# Spring Promo Comin'..........



## rrdude (Mar 12, 2010)

I had to talk to an agent to register my kids, and they told me to "look out for..........

Spring Promo: EARN DOUBLE or TRIPLE POINTS, MAKE SURE ALL ARE REGISTERED. Starts March 22nd-April 7th earns DOUBLE, April 8 to end-of-promo on May 29th, earns TRIPLE.

OBVIOUSLY there are restrictions / clauses, but that's all I know for now!


----------



## Cristobal (Mar 12, 2010)

rrdude said:


> I had to talk to an agent to register my kids, and they told me to "look out for..........
> Spring Promo: EARN DOUBLE or TRIPLE POINTS, MAKE SURE ALL ARE REGISTERED. Starts March 22nd-April 7th earns DOUBLE, April 8 to end-of-promo on May 29th, earns TRIPLE.
> 
> OBVIOUSLY there are restrictions / clauses, but that's all I know for now!


Nice!

I see a few more multi-train 'lunch runs' on the Capitol Corridor in my near future. :lol:


----------



## MrFSS (Mar 12, 2010)

rrdude said:


> I had to talk to an agent to register my kids, and they told me to "look out for..........
> Spring Promo: EARN DOUBLE or TRIPLE POINTS, MAKE SURE ALL ARE REGISTERED. Starts March 22nd-April 7th earns DOUBLE, April 8 to end-of-promo on May 29th, earns TRIPLE.
> 
> OBVIOUSLY there are restrictions / clauses, but that's all I know for now!


Have these type promotions, in the past, applied to tickets already purchased as long as travel is within the dates specified?

In other words, I have a ticket I have bought that will give me travel between April 8th May 29th. Do I just need to register and that will take care of already purchased tickets?

Thanks!!


----------



## AlanB (Mar 12, 2010)

MrFSS said:


> rrdude said:
> 
> 
> > I had to talk to an agent to register my kids, and they told me to "look out for..........
> ...


Generally yes, the key date is the travel date, not the purchased date.

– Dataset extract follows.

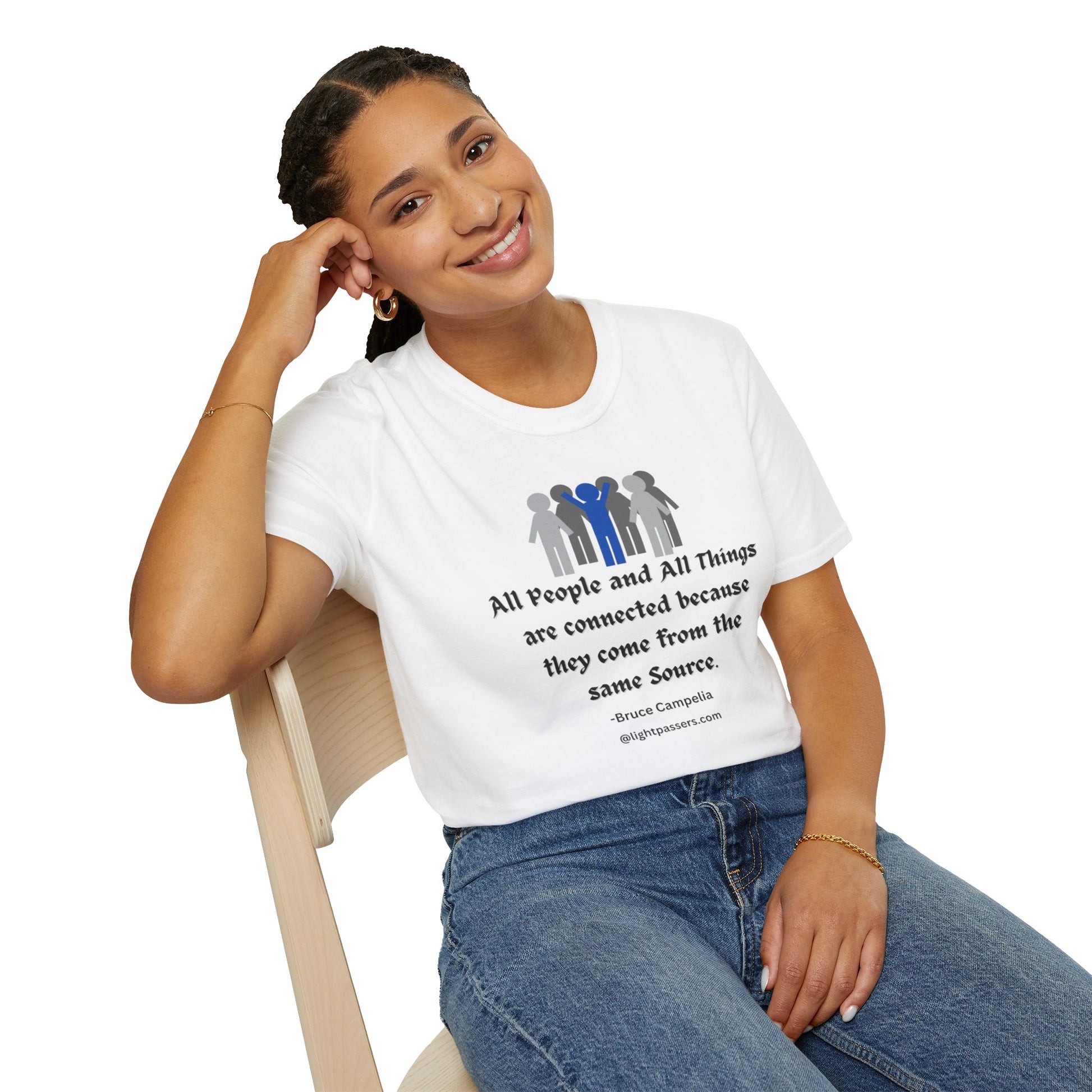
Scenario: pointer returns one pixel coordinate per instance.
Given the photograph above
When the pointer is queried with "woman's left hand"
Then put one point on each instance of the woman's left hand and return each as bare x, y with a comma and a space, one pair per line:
825, 935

I seem to recall one promo where there was something about purchase dates, but I'm not positive on that.


----------



## rrdude (Mar 12, 2010)

It's certainly not Gospel, but I did ask the AGR rep if I had already purch'd tickets, would the trip qualify, and she said "Yes".

She even said that "if you forgot to register, and took the trip, to call AGR, and they'd 'make sure you got your bonus'.............."


----------



## jmbgeg (Mar 12, 2010)

rrdude said:


> I had to talk to an agent to register my kids, and they told me to "look out for..........
> Spring Promo: EARN DOUBLE or TRIPLE POINTS, MAKE SURE ALL ARE REGISTERED. Starts March 22nd-April 7th earns DOUBLE, April 8 to end-of-promo on May 29th, earns TRIPLE.
> 
> OBVIOUSLY there are restrictions / clauses, but that's all I know for now!

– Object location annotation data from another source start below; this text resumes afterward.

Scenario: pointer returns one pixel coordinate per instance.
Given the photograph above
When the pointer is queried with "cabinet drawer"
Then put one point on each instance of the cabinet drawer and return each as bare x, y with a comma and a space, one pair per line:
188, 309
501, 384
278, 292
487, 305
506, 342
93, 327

Great. I have a SPK-SEA trip March 26; and SPK-CLE and SPK-LVS in May.


----------



## RRrich (Mar 12, 2010)

Does that mean that my $4 ticcket will get me triple points or 300 points (just checking)?


----------



## BeckysBarn (Mar 12, 2010)

RRrich said:


> Does that mean that my $4 ticcket will get me triple points or 300 points (just checking)?


300 pts! I'm calculating how many times I can go round trip SPI & LCN (for $6 or less) to rack up 600 pts per trip. That's like $0.01 per pt!


----------



## the_traveler (Mar 12, 2010)

RRrich said:


> Does that mean that my $4 ticcket will get me triple points or 300 points (just checking)?


Yes! 

Also remember that only the 100 bas points count toward status, the 200 bonus points do not.


----------



## the_traveler (Mar 12, 2010)

AlanB said:


> MrFSS said:
> 
> 
> > Have these type promotions, in the past, applied to tickets already purchased as long as travel is within the dates specified?
> ...


It is based on the travel date. That was one promo that did state



> ...tickets purchased after ____ will get the bonus points ...


I bought mine before ____ but traveled within the promo period, and got the bonus!


----------



## Misty. (Mar 12, 2010)

Brilliant. I keep getting more and more information that keeps making me still more eager to head to Chicago and on my point-mongering trips on my vacation


----------



## boxcar479 (Mar 12, 2010)

That is great news for me to hear  . My 15 day rail pass journey with 8 segments starts on 3/22 and ends on 4/6 they could not have picked better dates for this promotion  . Now seeing is believing  <_< Rite now I've got 237 hours until my trip starts. but who's counting :unsure:


----------



## amamba (Mar 12, 2010)

the_traveler said:


> RRrich said:
> 
> 
> > Does that mean that my $4 ticcket will get me triple points or 300 points (just checking)?
> ...


I know! That kind of stinks. I wish the bonus points would count as rail points towards status as well.


----------